Um ponto fundamental a se considerar é a classe e a raça da grande maioria das mulheres que sofrem violência. Mulheres trabalhadoras, pretas e pardas, com baixa escolaridade e moradoras de periferias compõem grande parte das vítimas em Juiz de Fora. Porém, esse é um cenário que não se limita ao local e, infelizmente, se alastra por todo o Brasil. O Anuário já citado nesse texto mostrou que 61,8% dos casos de feminicídio no país em 2021 foram contra mulheres negras. Portanto, as brasileiras vítimas de violência têm cor, e sua classe social é mais um indicativo que as expõe a vários tipos de agressão.
Mais do que nunca, urge garantir proteção às mulheres e estabelecer políticas públicas que pensem especificamente em mulheres negras ou pardas e mulheres pobres para que, assim, possam se sentir seguras em buscar ajuda e, para além disso, possam, junto com seus filhos, deixar a casa dos agressores. A Lei Maria da Penha, considerada uma das melhores do mundo pela ONU, tem quase 16 anos e a Lei que tipifica o feminicídio como homicídio qualificado, colocando-o na relação dos crimes hediondos, apenas 4 anos, mas, apesar de ambas serem avanços legais importantes no enfrentamento à impunidade, não resolvem e são apenas um dos aspectos entre vários que constituem o problema.
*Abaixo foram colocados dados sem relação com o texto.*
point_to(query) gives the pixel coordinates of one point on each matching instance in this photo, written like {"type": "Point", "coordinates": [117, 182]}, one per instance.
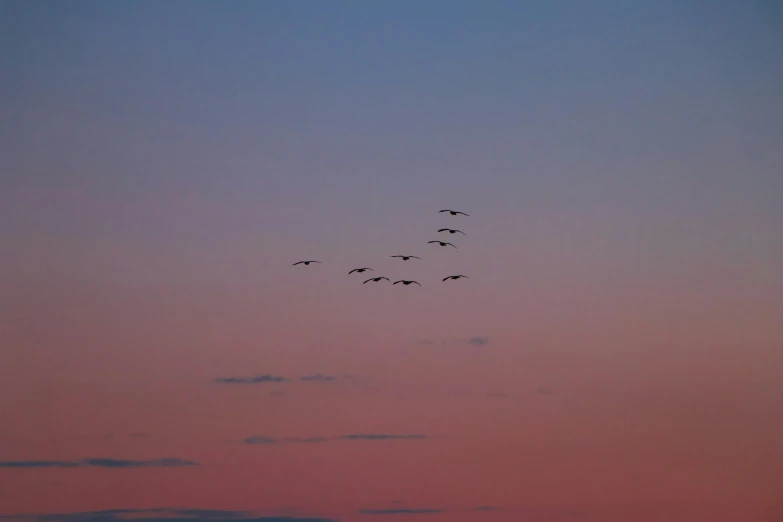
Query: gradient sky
{"type": "Point", "coordinates": [616, 354]}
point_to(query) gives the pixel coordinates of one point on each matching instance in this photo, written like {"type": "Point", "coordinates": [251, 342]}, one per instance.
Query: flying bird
{"type": "Point", "coordinates": [452, 230]}
{"type": "Point", "coordinates": [376, 279]}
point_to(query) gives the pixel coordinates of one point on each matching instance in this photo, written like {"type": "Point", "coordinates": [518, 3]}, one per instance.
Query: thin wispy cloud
{"type": "Point", "coordinates": [260, 439]}
{"type": "Point", "coordinates": [98, 463]}
{"type": "Point", "coordinates": [160, 515]}
{"type": "Point", "coordinates": [257, 379]}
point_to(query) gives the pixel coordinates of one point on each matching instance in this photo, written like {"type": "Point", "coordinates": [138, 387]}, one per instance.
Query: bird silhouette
{"type": "Point", "coordinates": [452, 230]}
{"type": "Point", "coordinates": [376, 279]}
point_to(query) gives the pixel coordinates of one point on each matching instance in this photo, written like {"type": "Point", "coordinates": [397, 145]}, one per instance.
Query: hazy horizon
{"type": "Point", "coordinates": [614, 356]}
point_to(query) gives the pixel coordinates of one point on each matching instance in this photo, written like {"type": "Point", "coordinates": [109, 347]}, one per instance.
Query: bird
{"type": "Point", "coordinates": [442, 243]}
{"type": "Point", "coordinates": [405, 282]}
{"type": "Point", "coordinates": [376, 279]}
{"type": "Point", "coordinates": [452, 230]}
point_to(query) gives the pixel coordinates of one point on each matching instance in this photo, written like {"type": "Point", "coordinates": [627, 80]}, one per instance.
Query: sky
{"type": "Point", "coordinates": [615, 354]}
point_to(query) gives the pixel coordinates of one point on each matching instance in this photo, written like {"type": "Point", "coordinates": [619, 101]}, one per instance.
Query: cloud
{"type": "Point", "coordinates": [161, 515]}
{"type": "Point", "coordinates": [260, 439]}
{"type": "Point", "coordinates": [316, 377]}
{"type": "Point", "coordinates": [400, 511]}
{"type": "Point", "coordinates": [251, 380]}
{"type": "Point", "coordinates": [480, 340]}
{"type": "Point", "coordinates": [380, 436]}
{"type": "Point", "coordinates": [98, 463]}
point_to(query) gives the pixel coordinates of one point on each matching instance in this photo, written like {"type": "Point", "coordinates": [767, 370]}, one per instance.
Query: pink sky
{"type": "Point", "coordinates": [614, 356]}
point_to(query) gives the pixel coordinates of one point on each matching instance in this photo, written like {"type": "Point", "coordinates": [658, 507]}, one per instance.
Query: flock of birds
{"type": "Point", "coordinates": [407, 282]}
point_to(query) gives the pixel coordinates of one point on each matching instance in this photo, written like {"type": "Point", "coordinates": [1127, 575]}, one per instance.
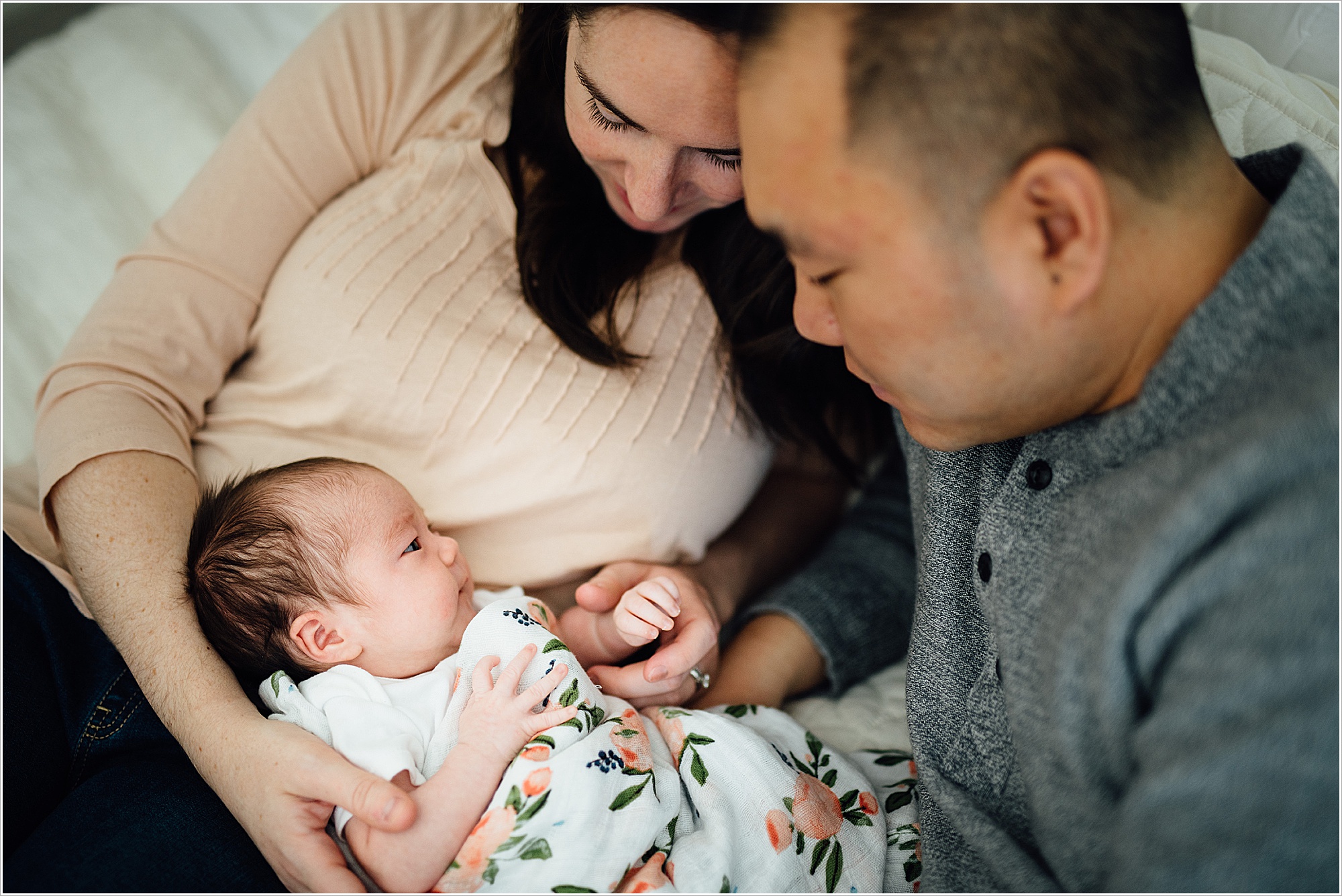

Para compreender melhor a questão feminina, é necessário, em primeiro momento, entender que é resultado da opressão patriarcal e racista que tem base material concreta no sistema capitalista e é indispensável para sua manutenção. Sendo assim, é importante potencializar a organização das mulheres pelos seus direitos, por dignidade, em defesa das suas vidas e, acima de tudo, por uma completa emancipação desse sistema que mata mulheres diariamente e pela construção do poder popular e da sociedade sem machismo e racismo.